Learning

One, two, three...four instructors, I make five. Four level threes, one level one, and a level six. Another day without work. What’s that, a split!? A return!? A panic ensues. “Hey Tyler, why don’t you go chat with our level one.”

“Sure thing Brian.”

My heart races as I scramble to compile an entire days plan with just a few moments of steps.

“How’s it going, I’m Tyler.”

“Hi Tyler, I’m Karen.”

“First day on a board?”

“No, I’ve been two other times.”

“Awesome! Are you comfortable with your heel edge?”

“Yes.”

“How about your toe?”

“Not so much.”

“Well then, we’ll make that our goal.”

“Shall we?”

Just a few yards from the group, we settle on a small, but empty hill. We start with one foot strapped in and then progress to the not so magic carpet. It’s 10:30 am, and the morning sun shines bright on the adjacent peaks as I fantasize about having my camera.

“Okay, now, be sure to look up hill before you go, and always remember to stop with that heel edge if you start feeling out of control.” I say to Karen, as we begin our first run.

The slope is short, only about one hundred feet or so, and after a few heelside runs, we’re ready for the adjacent lift.

“Remember to keep your weight balanced over the board, and control your direction by applying pressure to your front knee.”

“That’s it! Great job! Now try standing up a little taller”.

I check my phone, it’s only 11:15.

“Hey Karen, how ‘bout a short water break?”

“Sounds good”.

On my way through the village I’m struck by a butte bathed in sunlight. A snowy path in the foreground and a dramatic range behind. Back to the hill I go.

“Your heel edge looks solid, now let’s tackle that toe.”

“With that same nice and balanced stance, I want you to imagine that you’re squishing a bug with the ball of your foot.”

“That’s it, a little more.”

“Okay great! Now stand up nice and tall”.

“Ouch, you okay?” “That one looked rough.”

I check my phone again, the clock has barely moved, but the light has shifted into the foreground.

“So this time, I want you to use nothing but your toe edge, and really focus on applying pressure to that front knee.”

“Your weight is still just a little too far back Karen, but you’ll get it.”

Part of me doubts that she will. On the chairlift, the sun bobs in and out of sight amongst the frosty pines.

“Here, watch how I let the mountain pull me toward the bottom.”

“Hey, not bad! You’re definitely making progress.” “One more run before lunch?”

Behind the locker room a group of instructors huddle around a grill filled with bruats. I eat the sides, and then cave in.
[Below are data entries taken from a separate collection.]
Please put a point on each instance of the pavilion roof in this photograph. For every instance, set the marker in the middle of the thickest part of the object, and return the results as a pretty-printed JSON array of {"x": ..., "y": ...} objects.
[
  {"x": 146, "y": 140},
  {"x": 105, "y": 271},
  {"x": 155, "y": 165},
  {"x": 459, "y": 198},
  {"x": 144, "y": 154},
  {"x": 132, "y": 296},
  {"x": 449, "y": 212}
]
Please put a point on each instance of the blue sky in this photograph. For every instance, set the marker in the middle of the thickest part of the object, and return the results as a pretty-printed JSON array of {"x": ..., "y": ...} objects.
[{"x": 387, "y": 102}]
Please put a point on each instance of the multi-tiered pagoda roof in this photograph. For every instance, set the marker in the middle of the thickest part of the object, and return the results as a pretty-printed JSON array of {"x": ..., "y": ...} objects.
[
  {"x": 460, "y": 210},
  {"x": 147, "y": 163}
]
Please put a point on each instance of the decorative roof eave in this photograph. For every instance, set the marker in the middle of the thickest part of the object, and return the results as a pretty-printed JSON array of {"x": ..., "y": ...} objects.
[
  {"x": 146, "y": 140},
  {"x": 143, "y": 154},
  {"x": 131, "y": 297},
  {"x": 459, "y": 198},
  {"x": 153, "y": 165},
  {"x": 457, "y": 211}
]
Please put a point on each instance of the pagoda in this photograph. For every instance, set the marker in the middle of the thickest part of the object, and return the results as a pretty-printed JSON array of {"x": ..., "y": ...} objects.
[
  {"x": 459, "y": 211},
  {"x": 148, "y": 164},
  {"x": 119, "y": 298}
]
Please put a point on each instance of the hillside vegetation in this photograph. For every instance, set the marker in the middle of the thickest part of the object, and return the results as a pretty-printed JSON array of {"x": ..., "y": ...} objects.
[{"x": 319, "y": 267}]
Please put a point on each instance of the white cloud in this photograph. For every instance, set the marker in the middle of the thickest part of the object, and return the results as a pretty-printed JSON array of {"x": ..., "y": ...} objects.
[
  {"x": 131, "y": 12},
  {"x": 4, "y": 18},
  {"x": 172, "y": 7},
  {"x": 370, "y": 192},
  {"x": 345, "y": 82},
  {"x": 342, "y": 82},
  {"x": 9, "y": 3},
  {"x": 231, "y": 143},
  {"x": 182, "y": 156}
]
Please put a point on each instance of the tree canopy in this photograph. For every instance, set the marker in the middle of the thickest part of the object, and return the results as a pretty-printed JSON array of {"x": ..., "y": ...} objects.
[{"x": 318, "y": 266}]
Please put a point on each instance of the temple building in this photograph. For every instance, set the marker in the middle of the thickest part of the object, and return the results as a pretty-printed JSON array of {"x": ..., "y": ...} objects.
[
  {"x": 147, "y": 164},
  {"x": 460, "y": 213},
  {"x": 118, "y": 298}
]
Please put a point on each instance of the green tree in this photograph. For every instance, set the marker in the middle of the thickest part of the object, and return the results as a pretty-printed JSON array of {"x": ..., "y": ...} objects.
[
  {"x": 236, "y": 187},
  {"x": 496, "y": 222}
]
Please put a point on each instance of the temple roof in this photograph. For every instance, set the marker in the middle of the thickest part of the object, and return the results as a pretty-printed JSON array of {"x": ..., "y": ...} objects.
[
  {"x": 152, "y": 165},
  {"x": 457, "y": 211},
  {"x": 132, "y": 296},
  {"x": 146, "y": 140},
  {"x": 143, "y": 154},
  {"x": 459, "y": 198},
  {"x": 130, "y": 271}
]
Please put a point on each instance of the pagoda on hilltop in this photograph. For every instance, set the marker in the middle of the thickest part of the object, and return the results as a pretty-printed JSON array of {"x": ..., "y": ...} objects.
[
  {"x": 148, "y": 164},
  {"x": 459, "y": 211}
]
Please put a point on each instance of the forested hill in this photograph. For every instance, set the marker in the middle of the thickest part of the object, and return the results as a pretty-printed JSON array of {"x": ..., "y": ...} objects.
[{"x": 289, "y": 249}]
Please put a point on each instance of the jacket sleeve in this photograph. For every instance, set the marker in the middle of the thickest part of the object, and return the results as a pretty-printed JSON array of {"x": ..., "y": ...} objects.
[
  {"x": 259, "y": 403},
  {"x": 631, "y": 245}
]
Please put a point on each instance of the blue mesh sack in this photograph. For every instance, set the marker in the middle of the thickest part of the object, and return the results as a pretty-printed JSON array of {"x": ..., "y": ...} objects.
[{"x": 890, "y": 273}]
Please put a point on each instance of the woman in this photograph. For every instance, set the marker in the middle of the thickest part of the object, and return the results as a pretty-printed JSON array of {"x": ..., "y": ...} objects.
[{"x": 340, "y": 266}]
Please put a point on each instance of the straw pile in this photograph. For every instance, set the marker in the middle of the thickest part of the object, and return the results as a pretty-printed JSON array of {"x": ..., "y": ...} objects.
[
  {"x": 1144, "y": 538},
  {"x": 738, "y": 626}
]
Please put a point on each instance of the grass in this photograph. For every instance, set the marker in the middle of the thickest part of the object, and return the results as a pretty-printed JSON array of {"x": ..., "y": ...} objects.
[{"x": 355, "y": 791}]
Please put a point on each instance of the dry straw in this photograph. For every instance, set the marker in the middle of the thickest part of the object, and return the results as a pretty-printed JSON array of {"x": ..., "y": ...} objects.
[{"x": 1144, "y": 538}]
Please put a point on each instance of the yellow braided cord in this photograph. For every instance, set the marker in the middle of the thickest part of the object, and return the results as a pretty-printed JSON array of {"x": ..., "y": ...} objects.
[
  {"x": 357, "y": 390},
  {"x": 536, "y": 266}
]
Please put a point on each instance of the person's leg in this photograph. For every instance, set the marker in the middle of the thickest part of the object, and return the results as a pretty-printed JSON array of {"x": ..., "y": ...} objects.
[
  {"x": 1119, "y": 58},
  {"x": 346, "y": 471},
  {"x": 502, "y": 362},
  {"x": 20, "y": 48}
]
“Hey Karen, how was your lunch?”

“Awesome. Now let’s link some turns!”

“Okay, so from my toe side, I’m letting my board fall down the hill, as I rotate my head and open my shoulders to help bring that board around to my heel side.” “And remember, weight on your front knee.”

Karen reluctantly points the board straight, but then falls victim to an unbalanced stance.

“You’re close, but your weight is still a little too far back.”

“Imagine you’re at the start of a race, and you’re leaning into the line before the gun goes off.”

“That’s it, you’re turning!”

“Okay, now more of the same, but be sure to keep your weight on that front knee throughout the run.”

“A water break? Absolutely.” “Let’s meet back here at 2:35”.

I grab the Summit Daily, and flip through the headlines. It’s 2:33”

Across the crunchy snow I walk toward the once again dimly lit learners hill. To the west a valley of vibrant forest gives way to a dramatic round peak, and a pastel sky overhead. Intersecting jets pass over, I wonder what they see. I wonder where they’re going.

“Solid break?”

“Yeah, it was, but I think I’m done for the day.” Karen says in a tired, but satisfied tone.”

“Well no worries at all Karen. It was a pleasure teaching you today.”

“Thank you so much for the lesson, perhaps I’ll see you for another next week?”

“I’ll look forward to it.”

Karen slips me a 20, as we part ways. I’m on the clock for another hour, but I’m free to go. On the bus ride home, I recap the day. It was work for sure, and it was frustrating at times, but it wasn’t so bad. I made roughly $80 bucks, practiced switch riding, and met someone new. As far as jobs go, this one definitely isn’t bad, but as the light at times leaks through the forests, so does my desire to create. Will I ever get paid to pursue this desire? That’s not really the point.  Tomorrow I’ll start from scratch with a new group.